2. Gemeindliche Wohnbauten sollen soweit möglich mit Qualitätsstandards geplant und gebaut werden, bei denen Baukosten vernünftig gespart werden können.
3. Bei der Ortsentwicklung soll Wert gelegt werden auf eine ausgewogene Vielfalt in der Alters- und Sozialstruktur.
4. Angebote für ältere Bürgerinnen und Bürger:
a) Bei Baulandschaffungen bzw. neuen Bauprojekten sollen über die gesetzlichen Vorgaben hinaus barrierefreie bzw. seniorengerechte Wohnungen geschaffen werden.
b) Der Erste Bürgermeister wird beauftragt sicherzustellen, dass bei der Entwicklung des Geländes des ehemaligen Seniorenzentrums am Dachsberg zu einem nennenswerten Teil (mind. 30 %) seniorengerechte Wohnungen entstehen.

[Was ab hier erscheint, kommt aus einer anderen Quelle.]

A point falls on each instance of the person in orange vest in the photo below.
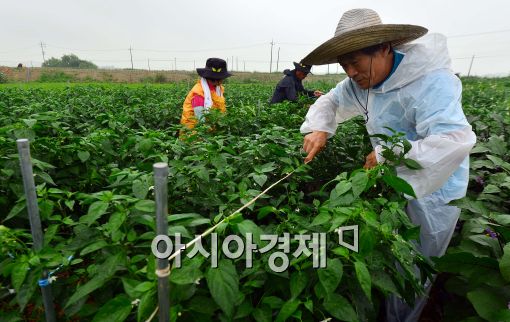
(206, 94)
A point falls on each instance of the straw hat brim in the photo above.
(357, 39)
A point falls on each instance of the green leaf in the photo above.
(115, 310)
(287, 310)
(268, 167)
(504, 263)
(322, 218)
(330, 276)
(364, 278)
(18, 275)
(30, 122)
(490, 188)
(273, 302)
(223, 283)
(96, 210)
(46, 177)
(400, 185)
(203, 304)
(105, 273)
(146, 206)
(260, 179)
(264, 211)
(189, 272)
(383, 281)
(298, 282)
(83, 155)
(340, 308)
(93, 247)
(248, 226)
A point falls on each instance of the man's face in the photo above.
(215, 82)
(300, 75)
(367, 70)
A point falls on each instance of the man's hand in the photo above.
(370, 161)
(313, 143)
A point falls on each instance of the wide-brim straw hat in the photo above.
(358, 29)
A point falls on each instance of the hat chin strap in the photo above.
(365, 108)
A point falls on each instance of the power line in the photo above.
(480, 33)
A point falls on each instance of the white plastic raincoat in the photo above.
(422, 98)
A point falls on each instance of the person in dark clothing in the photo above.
(291, 86)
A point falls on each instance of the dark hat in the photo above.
(302, 67)
(215, 68)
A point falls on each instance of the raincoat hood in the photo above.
(421, 57)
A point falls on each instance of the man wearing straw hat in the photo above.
(408, 87)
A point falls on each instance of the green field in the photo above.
(93, 148)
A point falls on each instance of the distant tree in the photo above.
(69, 61)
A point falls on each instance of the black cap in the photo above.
(215, 68)
(303, 68)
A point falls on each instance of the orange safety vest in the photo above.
(188, 116)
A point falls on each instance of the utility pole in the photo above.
(42, 49)
(278, 59)
(271, 60)
(471, 65)
(131, 54)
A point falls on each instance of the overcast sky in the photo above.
(182, 34)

c) Kooperationen mit Trägern für betreutes Wohnen entwickeln
d) bestehende Kommunikationsformate mit den älteren Mitbürgern zu nutzen, um Möglichkeiten seniorengerechten Wohnens als Alternative aufzuzeigen
e) Gemeinschaftsflächen in neuen Quartiersentwicklungen einplanen wie z.B. Nachbarschaftstreff, gemeinsame Nutzungsmöglichkeiten wie Musikraum, etc.
f) Mehrgenerationenwohnen fördern und – sobald es sich anbietet - als Pilotprojekt entwickeln.

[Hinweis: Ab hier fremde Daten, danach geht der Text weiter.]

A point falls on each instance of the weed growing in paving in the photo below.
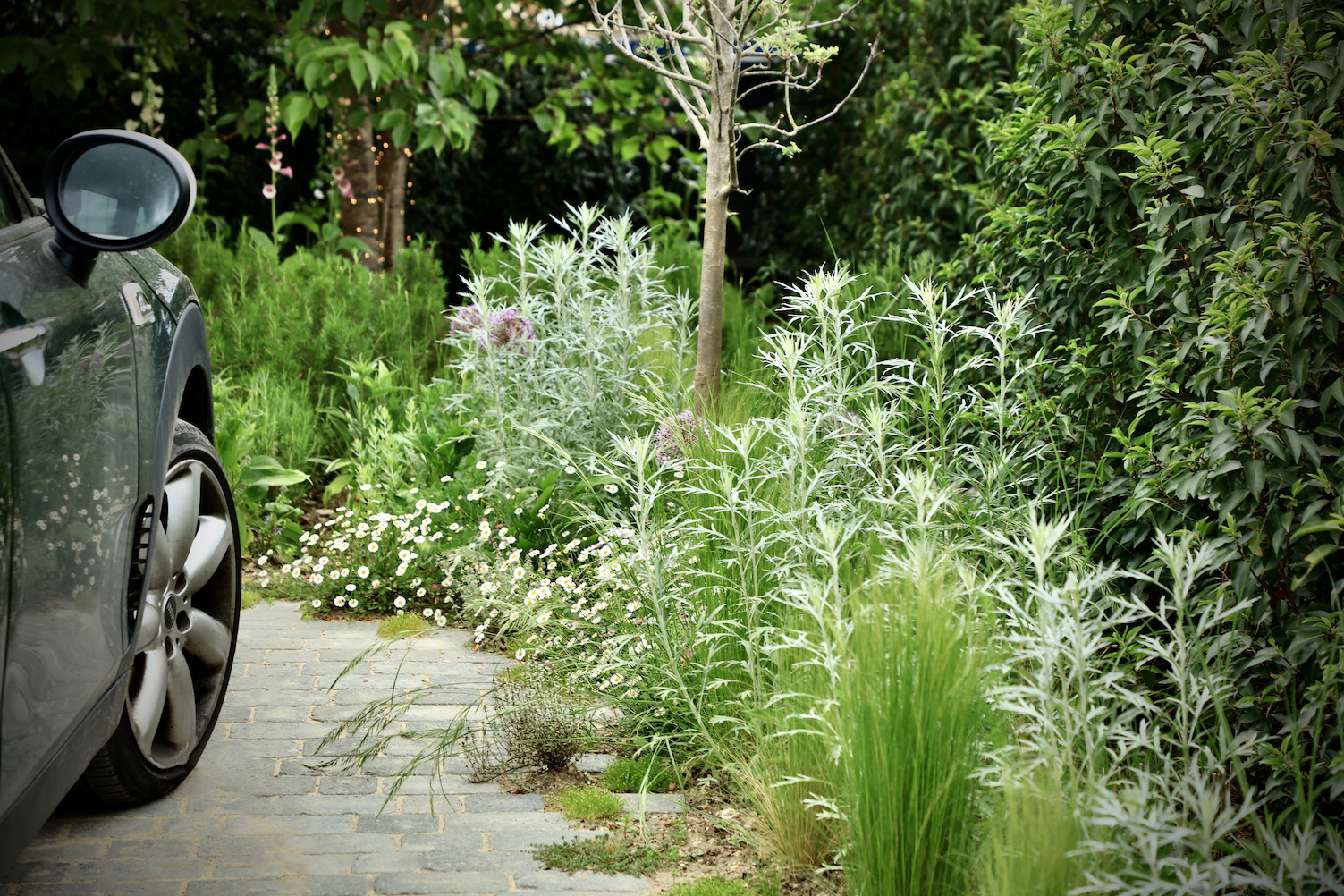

5. Vielfältige Eigentumsformen fördern:
a) Informationen für genossenschaftliche Wohnmodelle zur Verfügung stellen
b) Bei einem dafür offenen und geeigneten Investor ein Erbbaurechtsmodell als ggf. zusätzliche Alternative zum Grundstücksverkauf verhandeln.

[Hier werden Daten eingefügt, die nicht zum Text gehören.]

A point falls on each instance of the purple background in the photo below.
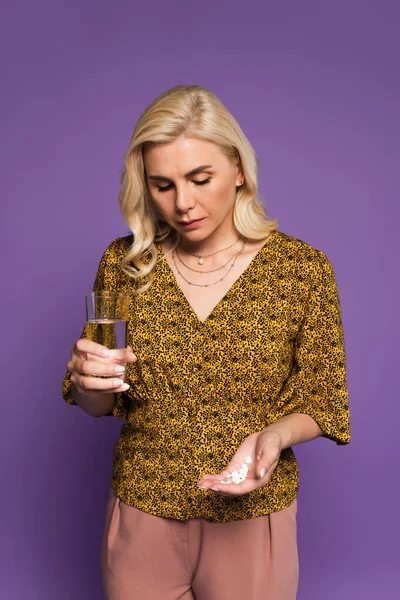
(315, 86)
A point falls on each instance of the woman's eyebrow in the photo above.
(190, 174)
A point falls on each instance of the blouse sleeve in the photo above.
(106, 279)
(317, 383)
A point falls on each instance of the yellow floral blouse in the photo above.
(272, 346)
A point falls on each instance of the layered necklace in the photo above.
(201, 259)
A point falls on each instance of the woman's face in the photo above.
(192, 180)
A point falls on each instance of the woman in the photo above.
(236, 354)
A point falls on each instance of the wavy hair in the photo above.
(195, 112)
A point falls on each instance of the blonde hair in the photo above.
(197, 113)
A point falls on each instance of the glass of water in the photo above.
(107, 314)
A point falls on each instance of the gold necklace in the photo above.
(201, 257)
(214, 282)
(211, 270)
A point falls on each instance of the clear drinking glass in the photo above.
(107, 314)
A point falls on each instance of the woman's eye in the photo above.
(165, 188)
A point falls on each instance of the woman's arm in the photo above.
(295, 428)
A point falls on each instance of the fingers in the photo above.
(94, 385)
(95, 368)
(84, 345)
(90, 367)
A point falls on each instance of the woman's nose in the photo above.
(184, 200)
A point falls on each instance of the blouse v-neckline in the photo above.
(168, 272)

c) eine Mischung aus Miet- und Eigentumswohnungen ebenso in neuen Projekten über städtebauliche Verträge anstreben
6. Planungsrechtliche Umsetzung:
a) Festsetzungen in Bebauungsplänen für gemeinschaftsorientierte Wohnformen
b) Städtebauliche Verträge mit entsprechenden Verpflichtungen für Investoren
Mehr Attraktivität für die Ortsmitten Kirchseeon und Eglharting
Der Gemeinderat beauftragt die Verwaltung mit folgenden Maßnahmen:
1. Barrierefreie Marktplatz-Aufwertung und -belebung in Kirchseeon mit Verkehrsberuhigungskonzept und kostengünstigen Begrünungsmaßnahmen zunächst mit temporären Maßnahmen wie z.B. Fußgängerzone, Wochenmarkt, Foodtruck, Bodenschach/Bocciabahn, etc. Die Verwaltung wird ermächtigt, entsprechende externe Planungsbüros einzubinden.
1.1 Der Marktgemeinderat Kirchseeon befürwortet eine Entwicklung des Marktplatzes und beauftragt die Verwaltung entsprechende Vorschläge zu unterbreiten.
2. Aufwertung des Bahnhofsgebäudes und -vorplatzes und Einbindung in die innerörtliche Zentrumsstruktur: Der Bürgermeister wird beauftragt, mit der DB entsprechende Gespräche aufzunehmen, z.B. zu Vorschlägen wie Pachtmodell für Kiosk, Café etc., aber auch zur Wiedereröffnung einer öffentlichen Toilette.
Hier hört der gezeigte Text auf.